CS 91.3 Lab 4: Research Datasets

Due Tuesday, February 15, by midnight (23:59, EST)

Goals

The goals for this lab assignment are:

  • Learn how to find a research dataset

  • Learn how to find the related code

  • Get familiar with code of LDA

  • Get familiar with code of SVM

1. Download Datasets (10 min)

  • Download 'Data sets 2a' from official website.
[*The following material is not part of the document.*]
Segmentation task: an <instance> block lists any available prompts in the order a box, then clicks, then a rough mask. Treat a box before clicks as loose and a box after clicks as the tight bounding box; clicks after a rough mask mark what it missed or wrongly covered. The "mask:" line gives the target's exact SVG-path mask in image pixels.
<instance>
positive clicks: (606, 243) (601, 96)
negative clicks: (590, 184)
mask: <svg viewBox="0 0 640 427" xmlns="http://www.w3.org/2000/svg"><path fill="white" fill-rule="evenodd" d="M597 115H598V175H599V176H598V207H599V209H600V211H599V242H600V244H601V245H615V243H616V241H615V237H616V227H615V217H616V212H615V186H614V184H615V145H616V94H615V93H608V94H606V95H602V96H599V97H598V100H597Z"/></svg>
I have already shown you the procedures in class.

  • Download the 'description' file from the same page.

  • Download the Pre-processed dataset

2. Run the time() function (10 min)

  • Get your programming environment settings

  • Get the execution time of a Python program

import time

start = time.time()
print("hello")
end = time.time()
print(end - start)

3. Reproductivity (50 min)

  • Paper 1: 'Fast and Accurate Multiclass …​',

    1. Follow the instructions on the GitHub page.
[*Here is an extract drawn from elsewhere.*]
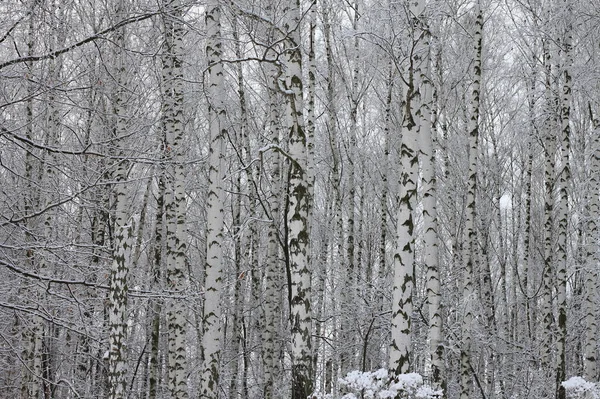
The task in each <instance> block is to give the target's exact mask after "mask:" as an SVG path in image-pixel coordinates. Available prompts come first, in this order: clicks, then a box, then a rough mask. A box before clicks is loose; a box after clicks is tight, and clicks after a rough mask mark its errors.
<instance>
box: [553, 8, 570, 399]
mask: <svg viewBox="0 0 600 399" xmlns="http://www.w3.org/2000/svg"><path fill="white" fill-rule="evenodd" d="M563 13H564V18H565V20H566V21H565V23H566V32H565V37H564V40H563V42H562V46H563V48H562V51H563V53H564V60H563V64H564V65H563V67H562V77H563V82H562V98H561V112H560V115H561V147H560V158H561V173H560V182H559V199H558V212H557V218H558V245H557V266H556V267H557V270H556V280H557V281H556V283H557V308H558V320H557V322H558V339H557V341H556V352H557V355H558V359H557V360H558V364H557V370H556V390H557V398H558V399H565V398H566V391H565V387H564V386H563V385H562V382H563V381H566V379H567V378H566V367H567V365H566V363H567V359H566V356H567V266H568V263H567V261H568V259H567V252H568V248H567V245H568V242H567V235H568V233H569V228H568V226H569V188H568V185H569V183H570V180H571V171H570V168H569V153H570V150H571V144H570V136H571V128H570V125H569V124H570V115H571V98H572V94H571V88H572V82H571V80H572V78H571V65H572V64H573V61H572V57H573V55H572V49H571V47H572V41H573V39H572V35H573V32H572V26H571V23H570V17H571V16H570V13H571V10H570V6H569V5H568V4H567V3H566V2H565V9H564V10H563Z"/></svg>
  • Paper 2: 'Exploring Embedding Methods …​',

    1. Follow the instructions on the GitHub page.

  • For both of the two papers from PWC above:

    1. Download the existing code

    2. Set up the coding environment

    3. Run the existing code

    4. Track the execution time and write them down in your notes.txt file. For example, 'Total running time of the script: ( 0 minutes 4.159 seconds)'.

    5. Take the screenshots of your results after running the code.

4. LDA (10 min)

  • Example 1: 'Normal, Ledoit-Wolf …​'

    1. Download Python source code: plot_lda.py

  • Example 2: 'Comparison of LDA and PCA ..'

    1. Download Python source code: plot_pca_vs_lda.py'

  • For both of the two examples above:

    1. Download the existing code

    2. Set up the coding environment

    3. Run the existing code

    4. Track the execution time and write them down in your notes.txt file.
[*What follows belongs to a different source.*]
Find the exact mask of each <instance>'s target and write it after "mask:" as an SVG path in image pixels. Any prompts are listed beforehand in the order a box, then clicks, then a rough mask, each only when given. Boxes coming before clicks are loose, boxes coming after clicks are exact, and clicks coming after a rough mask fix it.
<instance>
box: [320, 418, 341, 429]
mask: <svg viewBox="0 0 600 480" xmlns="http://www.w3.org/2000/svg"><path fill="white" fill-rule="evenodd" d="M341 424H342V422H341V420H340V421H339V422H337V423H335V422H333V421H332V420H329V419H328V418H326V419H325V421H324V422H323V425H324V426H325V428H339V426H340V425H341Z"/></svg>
    5. Take the screenshots of your results after running the code.

  • Write in your own words what LDA is, in four to five sentences, in your notes.txt file.

5. SVM (10 min)

  • Example 1: 'SVM: Maximum margin …​'

    1. Download Python source code: plot_separating_hyperplane.py

  • Example 2: 'Plot different SVM …​'

    1. Download Python source code: plot_iris_svc.py

  • For both of the two examples above:

    1. Download the existing code

    2. Set up the coding environment

    3. Run the existing code

    4. Track the execution time and write them down in your notes.txt file.

    5. Take the screenshots of your results after running the code.

  • Write in your own words what SVM is, in four to five sentences, in your notes.txt file.

6. Your research project (Four hours)

7. Submission Guide

  • Each team only submits one file, lab_4_lastname1_lastname2.zip, including

    1. lab_4_lastname1_lastname2.PDF for your poster and paper draft, including 'Introduction' and 'Dataset' sections.

    2. notes_lab_4_lastname1_lastname2.txt for your notes.

    3. A screenshot folder for all the screenshots files (PNG or JPEG), total size less than 10 M.

8. Notes

  • Each team only needs to submit one ZIP file, with both names on it.

  • Email 'xqu1@swarthmore.edu' your Lab 4 files as lab_4_lastname1_lastname2.zip.

  • The team members from the same team may get the same score.

  • Lab assignments will typically be released on Wednesday and will be due by midnight on the following Tuesday. This lab was released on 02/09 and will be due by midnight on 02/15.